Millet İttifakı'nın birçok bileşeni "parlamenter sisteme geri dönüş" lafı ediyor. İçerik olarak ne kastettikleri çok belli değil. Eğer sorarsanız "denge-denetlemenin geri dönüşü" gibi beylik cevaplar alırsınız.
Bu sözler de çoğunlukla ezberden ibaret. Dengedenetleme mekanizmasını sistemle nasıl ilişkilendirdiklerini bile aktarma gayreti yok. Sanki Cumhurbaşkanlığı sistemi, doğası gereği dengesiz bir sistemmiş de parlamenter sistem çok dengeli bir sistemmiş gibi anlamsız bir varsayıma dayalı olarak düşündüklerinden iddianın gerçekliğini bile sorgulamıyorlar. Önce bir korkuluk yaratılıyor. Cumhurbaşkanlığı sistemi suçlanıyor. Sonra da onun alternatifi olarak parlamenter sistem öneriliyor.

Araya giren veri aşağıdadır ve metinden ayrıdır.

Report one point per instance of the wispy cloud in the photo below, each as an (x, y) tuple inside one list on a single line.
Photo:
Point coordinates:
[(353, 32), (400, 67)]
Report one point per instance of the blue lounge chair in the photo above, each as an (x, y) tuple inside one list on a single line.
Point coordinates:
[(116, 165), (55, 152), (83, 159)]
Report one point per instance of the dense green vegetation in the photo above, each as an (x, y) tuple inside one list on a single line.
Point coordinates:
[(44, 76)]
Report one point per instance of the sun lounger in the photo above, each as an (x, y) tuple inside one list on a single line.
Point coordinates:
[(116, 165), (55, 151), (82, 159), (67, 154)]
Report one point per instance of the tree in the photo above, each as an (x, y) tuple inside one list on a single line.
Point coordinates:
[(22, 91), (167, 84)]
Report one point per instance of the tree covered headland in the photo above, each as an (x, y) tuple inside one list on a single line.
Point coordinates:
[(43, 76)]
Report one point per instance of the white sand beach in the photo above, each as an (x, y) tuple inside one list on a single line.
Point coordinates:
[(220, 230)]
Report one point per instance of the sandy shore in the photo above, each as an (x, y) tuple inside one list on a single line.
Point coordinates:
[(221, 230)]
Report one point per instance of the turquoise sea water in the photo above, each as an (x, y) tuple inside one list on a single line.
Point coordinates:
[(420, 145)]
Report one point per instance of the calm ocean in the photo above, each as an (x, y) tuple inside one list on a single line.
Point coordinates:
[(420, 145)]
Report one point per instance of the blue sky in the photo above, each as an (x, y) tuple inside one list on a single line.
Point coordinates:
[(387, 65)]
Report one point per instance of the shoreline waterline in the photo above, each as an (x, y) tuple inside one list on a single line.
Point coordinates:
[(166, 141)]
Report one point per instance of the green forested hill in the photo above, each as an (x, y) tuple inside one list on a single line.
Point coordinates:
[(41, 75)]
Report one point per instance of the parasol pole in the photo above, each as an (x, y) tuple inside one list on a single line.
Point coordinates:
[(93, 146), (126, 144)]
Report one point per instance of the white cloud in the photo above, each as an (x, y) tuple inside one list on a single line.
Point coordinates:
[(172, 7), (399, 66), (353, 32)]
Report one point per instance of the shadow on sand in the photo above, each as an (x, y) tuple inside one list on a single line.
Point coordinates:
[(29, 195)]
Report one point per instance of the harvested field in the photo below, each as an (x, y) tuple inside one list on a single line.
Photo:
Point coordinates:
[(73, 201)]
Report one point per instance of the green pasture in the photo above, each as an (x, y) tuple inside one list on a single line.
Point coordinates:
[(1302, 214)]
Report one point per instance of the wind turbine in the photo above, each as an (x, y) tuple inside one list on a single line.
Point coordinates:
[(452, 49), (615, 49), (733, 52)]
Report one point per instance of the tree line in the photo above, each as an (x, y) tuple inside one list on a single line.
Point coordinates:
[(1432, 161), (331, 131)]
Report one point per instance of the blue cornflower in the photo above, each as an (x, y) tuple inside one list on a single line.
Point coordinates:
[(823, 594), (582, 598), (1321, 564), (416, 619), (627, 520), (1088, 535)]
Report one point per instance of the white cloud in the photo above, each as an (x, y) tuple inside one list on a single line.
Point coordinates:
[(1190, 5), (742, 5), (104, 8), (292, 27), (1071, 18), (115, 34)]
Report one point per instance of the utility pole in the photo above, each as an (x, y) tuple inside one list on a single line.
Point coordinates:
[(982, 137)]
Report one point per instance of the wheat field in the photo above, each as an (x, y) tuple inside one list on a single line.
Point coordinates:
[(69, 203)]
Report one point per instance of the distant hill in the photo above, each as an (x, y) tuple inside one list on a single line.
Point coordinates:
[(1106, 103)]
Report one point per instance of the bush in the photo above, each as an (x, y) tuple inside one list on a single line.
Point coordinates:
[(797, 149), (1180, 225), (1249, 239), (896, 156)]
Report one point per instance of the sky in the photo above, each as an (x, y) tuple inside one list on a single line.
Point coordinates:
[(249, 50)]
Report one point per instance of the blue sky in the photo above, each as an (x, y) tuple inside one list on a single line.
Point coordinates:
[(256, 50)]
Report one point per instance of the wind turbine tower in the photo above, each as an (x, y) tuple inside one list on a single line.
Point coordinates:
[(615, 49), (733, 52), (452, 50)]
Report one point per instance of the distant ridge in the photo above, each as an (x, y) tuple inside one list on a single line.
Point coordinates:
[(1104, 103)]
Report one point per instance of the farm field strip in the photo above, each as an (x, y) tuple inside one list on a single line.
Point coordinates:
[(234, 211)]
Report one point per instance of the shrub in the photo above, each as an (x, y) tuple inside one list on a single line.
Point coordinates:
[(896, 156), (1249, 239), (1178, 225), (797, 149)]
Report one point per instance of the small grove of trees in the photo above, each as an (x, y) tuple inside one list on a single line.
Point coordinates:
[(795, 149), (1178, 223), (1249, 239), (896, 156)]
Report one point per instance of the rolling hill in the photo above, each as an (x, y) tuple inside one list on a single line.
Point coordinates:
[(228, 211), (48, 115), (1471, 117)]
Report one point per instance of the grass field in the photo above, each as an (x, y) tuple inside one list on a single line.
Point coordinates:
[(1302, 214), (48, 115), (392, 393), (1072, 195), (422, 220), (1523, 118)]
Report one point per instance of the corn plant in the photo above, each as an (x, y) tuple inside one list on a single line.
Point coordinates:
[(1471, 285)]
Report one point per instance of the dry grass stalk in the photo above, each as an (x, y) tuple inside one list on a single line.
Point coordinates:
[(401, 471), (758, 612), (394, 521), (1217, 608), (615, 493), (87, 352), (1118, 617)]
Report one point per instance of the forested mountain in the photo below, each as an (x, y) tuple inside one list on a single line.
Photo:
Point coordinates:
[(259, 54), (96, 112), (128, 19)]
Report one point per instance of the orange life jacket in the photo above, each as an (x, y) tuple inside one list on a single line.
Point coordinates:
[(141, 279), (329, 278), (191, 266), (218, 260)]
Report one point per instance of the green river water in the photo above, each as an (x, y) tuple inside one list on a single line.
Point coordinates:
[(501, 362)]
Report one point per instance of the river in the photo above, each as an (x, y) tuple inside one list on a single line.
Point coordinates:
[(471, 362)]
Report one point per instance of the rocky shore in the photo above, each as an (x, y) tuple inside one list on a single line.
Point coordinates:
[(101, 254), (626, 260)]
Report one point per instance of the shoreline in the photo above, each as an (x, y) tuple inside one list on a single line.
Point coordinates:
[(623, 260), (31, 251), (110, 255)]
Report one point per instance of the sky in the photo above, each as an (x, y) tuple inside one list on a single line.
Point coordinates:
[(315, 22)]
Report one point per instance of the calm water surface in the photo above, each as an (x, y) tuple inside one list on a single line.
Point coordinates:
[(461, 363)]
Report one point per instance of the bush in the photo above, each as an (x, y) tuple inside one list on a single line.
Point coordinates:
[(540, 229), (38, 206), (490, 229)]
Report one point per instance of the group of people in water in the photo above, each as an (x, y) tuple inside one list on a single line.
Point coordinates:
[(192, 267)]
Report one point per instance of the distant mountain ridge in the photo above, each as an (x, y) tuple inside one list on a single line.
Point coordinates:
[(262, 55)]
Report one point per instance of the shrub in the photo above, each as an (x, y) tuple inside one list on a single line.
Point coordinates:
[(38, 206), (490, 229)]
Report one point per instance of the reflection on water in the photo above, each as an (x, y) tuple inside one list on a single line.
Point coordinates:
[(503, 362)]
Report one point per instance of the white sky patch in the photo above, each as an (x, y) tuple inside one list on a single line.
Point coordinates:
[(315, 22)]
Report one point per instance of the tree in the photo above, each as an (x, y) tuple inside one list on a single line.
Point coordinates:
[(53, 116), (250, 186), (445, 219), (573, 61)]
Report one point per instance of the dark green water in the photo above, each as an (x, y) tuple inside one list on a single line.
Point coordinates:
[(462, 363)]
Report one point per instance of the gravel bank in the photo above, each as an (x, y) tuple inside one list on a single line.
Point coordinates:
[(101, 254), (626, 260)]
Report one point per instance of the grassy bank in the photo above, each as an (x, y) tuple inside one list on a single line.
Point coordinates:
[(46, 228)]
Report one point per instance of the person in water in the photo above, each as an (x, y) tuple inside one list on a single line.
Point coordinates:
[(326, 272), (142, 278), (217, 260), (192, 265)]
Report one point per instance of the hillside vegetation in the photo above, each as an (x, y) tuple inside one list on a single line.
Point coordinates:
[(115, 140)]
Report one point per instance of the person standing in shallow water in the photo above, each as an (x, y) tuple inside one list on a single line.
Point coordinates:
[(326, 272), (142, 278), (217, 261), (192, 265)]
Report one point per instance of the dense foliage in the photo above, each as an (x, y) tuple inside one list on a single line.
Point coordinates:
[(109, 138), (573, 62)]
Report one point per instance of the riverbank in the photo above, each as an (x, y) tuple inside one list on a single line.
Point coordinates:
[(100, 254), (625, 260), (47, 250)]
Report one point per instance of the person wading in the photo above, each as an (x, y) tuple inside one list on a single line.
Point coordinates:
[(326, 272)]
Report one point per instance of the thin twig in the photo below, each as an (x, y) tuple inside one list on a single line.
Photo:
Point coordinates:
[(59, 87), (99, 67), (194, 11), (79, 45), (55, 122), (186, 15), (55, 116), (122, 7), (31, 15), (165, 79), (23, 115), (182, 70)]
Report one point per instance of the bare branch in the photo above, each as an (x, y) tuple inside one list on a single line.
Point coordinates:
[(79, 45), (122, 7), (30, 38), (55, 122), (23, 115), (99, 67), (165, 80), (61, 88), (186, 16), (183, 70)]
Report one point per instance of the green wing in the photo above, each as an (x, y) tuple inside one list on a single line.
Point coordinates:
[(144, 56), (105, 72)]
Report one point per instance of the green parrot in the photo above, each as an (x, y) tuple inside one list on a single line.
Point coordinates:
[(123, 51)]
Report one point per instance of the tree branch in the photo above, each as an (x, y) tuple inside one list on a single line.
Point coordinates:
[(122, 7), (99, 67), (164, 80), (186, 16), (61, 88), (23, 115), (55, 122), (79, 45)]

Tam eskiye dönüş gibi görünmesin diye de "güçlendirilmiş" ibaresi ekleniyor.
Bu köşe yazısını aşağıdaki linke tıklayarak sesli bir şekilde dinleyebilirsiniz
Nedir bu 'güçlendirilmiş parlamenter sistem'?
Güçlendirilmiş ibaresi, eski parlamenter sistemin zayıflığını kabul etmek anlamına geliyor da güçlünün ne olduğunu söyleyen yok. Ortada tartışmaya değer ciddi bir açıklama olsa tartışalım, ama bu haliyle ciddiye almanın imkânı yok.
Gördüğüm kadarıyla muhalefet zaten bunu kendisi de ciddiye almıyor. Eğer alıyor olsaydı içeriğe dair kamuoyunu bilgilendirmeleri gerekirdi. Şamataya boğulduğu için de bunun başka bir amaca matuf olduğunu düşünmekten başka bir seçenek kalmıyor.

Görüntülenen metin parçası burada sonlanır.